If London was enough to make me weak in the knees, wait  till I meet Oxford and Cotswolds. We took a day trip to from London- touching Stonehenge, Oxford and Cotswolds. And while
 I admit I was slightly underwhelmed by Stonehenge, (apparently I’m not interested in stones unless used to make buildings or cobbled into streets). We made it to Oxford with a strict timeline of an hour to spend there. (I can go on and on about the streets and the buildings, but I’d still like an audience by the end of this post). So we did a quick walk through the campus, around the lazy strollers and the bikers going through town, feeling the rare air of the oxford IQ and the Oxford University Press and the sudden surprising beam of light on the green grass overlooking the college quadrangle. As we pull out of Oxford, we are a little skeptical about going to Cotswolds. We are losing sunlight and still have a better part of an hour to drive too, and really after taking in everything we have today, what else can really amaze us?
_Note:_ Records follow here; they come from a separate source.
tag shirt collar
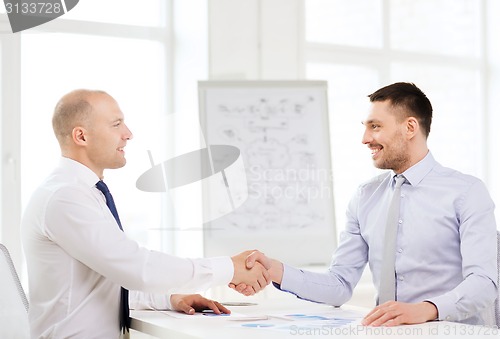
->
[394,151,437,186]
[59,157,100,187]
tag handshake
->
[229,250,283,296]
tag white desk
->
[131,298,500,339]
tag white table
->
[131,298,500,339]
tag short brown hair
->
[368,82,432,138]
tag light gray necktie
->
[378,175,406,305]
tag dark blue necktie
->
[95,180,130,333]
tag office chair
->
[0,244,29,339]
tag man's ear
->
[406,117,420,139]
[71,127,87,146]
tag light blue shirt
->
[281,152,497,324]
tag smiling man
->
[235,83,498,326]
[21,90,269,339]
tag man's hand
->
[361,301,438,326]
[170,294,231,314]
[229,251,283,296]
[231,251,271,294]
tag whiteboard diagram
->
[199,81,336,264]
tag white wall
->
[209,0,304,80]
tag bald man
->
[21,90,270,339]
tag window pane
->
[306,0,382,47]
[392,63,484,177]
[307,63,379,230]
[64,0,164,26]
[21,34,166,248]
[389,0,481,57]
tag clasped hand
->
[229,251,271,295]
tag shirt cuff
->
[425,293,458,321]
[275,264,303,295]
[208,257,234,286]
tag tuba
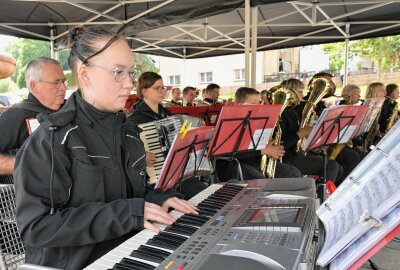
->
[385,99,399,133]
[261,85,300,179]
[297,76,336,152]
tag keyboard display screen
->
[247,207,301,224]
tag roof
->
[0,0,400,58]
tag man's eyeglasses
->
[40,79,69,88]
[149,86,167,94]
[87,63,139,82]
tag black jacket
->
[132,101,172,124]
[379,97,397,133]
[0,94,54,155]
[280,107,300,160]
[14,91,174,269]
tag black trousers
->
[283,154,343,182]
[335,146,362,186]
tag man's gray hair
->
[25,57,61,90]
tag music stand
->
[302,105,368,202]
[355,98,385,157]
[155,127,213,191]
[167,104,224,126]
[207,105,282,180]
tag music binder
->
[354,98,385,137]
[167,104,224,126]
[207,105,282,157]
[155,127,213,191]
[330,207,400,270]
[317,119,400,269]
[303,105,368,152]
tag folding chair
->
[0,185,25,270]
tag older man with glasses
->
[0,57,68,182]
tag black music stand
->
[207,105,282,181]
[303,106,367,202]
[155,127,212,191]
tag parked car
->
[0,93,22,107]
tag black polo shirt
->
[0,93,54,155]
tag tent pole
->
[250,7,258,89]
[50,27,55,59]
[343,24,350,86]
[244,0,250,87]
[50,27,60,60]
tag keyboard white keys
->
[85,184,223,270]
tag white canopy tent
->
[0,0,400,86]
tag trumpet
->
[297,77,336,154]
[385,99,399,133]
[260,85,300,179]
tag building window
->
[199,72,212,83]
[233,68,245,81]
[168,75,181,85]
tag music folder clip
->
[167,104,224,126]
[155,127,213,191]
[359,211,383,228]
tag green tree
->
[134,53,160,73]
[322,36,400,80]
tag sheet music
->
[335,125,357,143]
[329,206,400,270]
[248,128,273,150]
[317,121,400,266]
[184,149,205,175]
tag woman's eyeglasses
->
[149,86,167,94]
[39,79,69,88]
[87,63,139,82]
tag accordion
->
[139,115,210,184]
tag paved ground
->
[360,238,400,270]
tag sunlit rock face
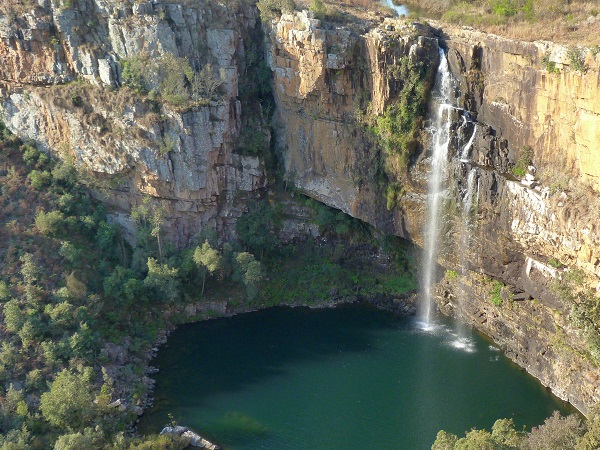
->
[0,0,266,245]
[0,0,600,411]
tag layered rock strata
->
[0,0,266,244]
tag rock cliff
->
[0,0,600,418]
[0,0,266,244]
[267,12,438,241]
[269,13,600,412]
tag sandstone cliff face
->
[432,22,600,189]
[432,26,600,412]
[0,0,600,412]
[0,0,265,244]
[267,12,438,240]
[269,13,600,412]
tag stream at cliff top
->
[139,305,574,450]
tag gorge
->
[0,0,600,448]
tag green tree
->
[527,411,585,450]
[492,419,524,450]
[54,428,102,450]
[431,430,458,450]
[575,407,600,450]
[158,53,194,106]
[235,201,278,260]
[192,64,223,101]
[21,253,40,305]
[40,368,95,431]
[144,258,179,302]
[309,0,327,20]
[35,211,65,236]
[194,241,221,294]
[454,429,503,450]
[4,299,25,333]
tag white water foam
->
[421,48,455,323]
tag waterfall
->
[460,125,477,162]
[421,48,455,325]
But we keep calm and course along.



Cotswold is about a 45 minute drive from Oxford, and we get there soon enough. It’s a cluster of villages built on the rolling hills of Cotswold, with houses build from the Cotswold stone. I’m not sure where they get their name from, but I can tell they are keeping their options open.  We drive through the villages aiming to land at Bibury, one of the hamlets- ( I’m not sure it’s really a hamlet, but I’m on a Victorian roll here, so cut me some slack) and then loop out of there.
If you know the Dalvi girls, you know that quiet and speechless are not words used to describe us often/ ever. But for once the car was quiet. The long winding road, the green spring leaves adorning the path like a caress and the evening light breaking though the branches. 
Now, Hansel and Gretel makes sense. Little Red riding hood makes sense. Even Goldilocks makes sense. Every single story you grew up listening to- the stone houses, the wooden gate, the thick chimney, the ‘ just the right amount of overgrown garden, the purple wildflowers, the little stream. They are all right there, tucked away into their little corner of this world, unbeknown to most of us.




My mother, on her travels through Great Britain and Scotland, famously said, “Anybody who is born around this greenery and rolling hills and meadows would become a Wordsworth or a Tennyson” .  I don’t know if they would become one, but they would certainly like to try.


Cheers
S

p.s. I checked- Cotswolds gets it’s name from the stone.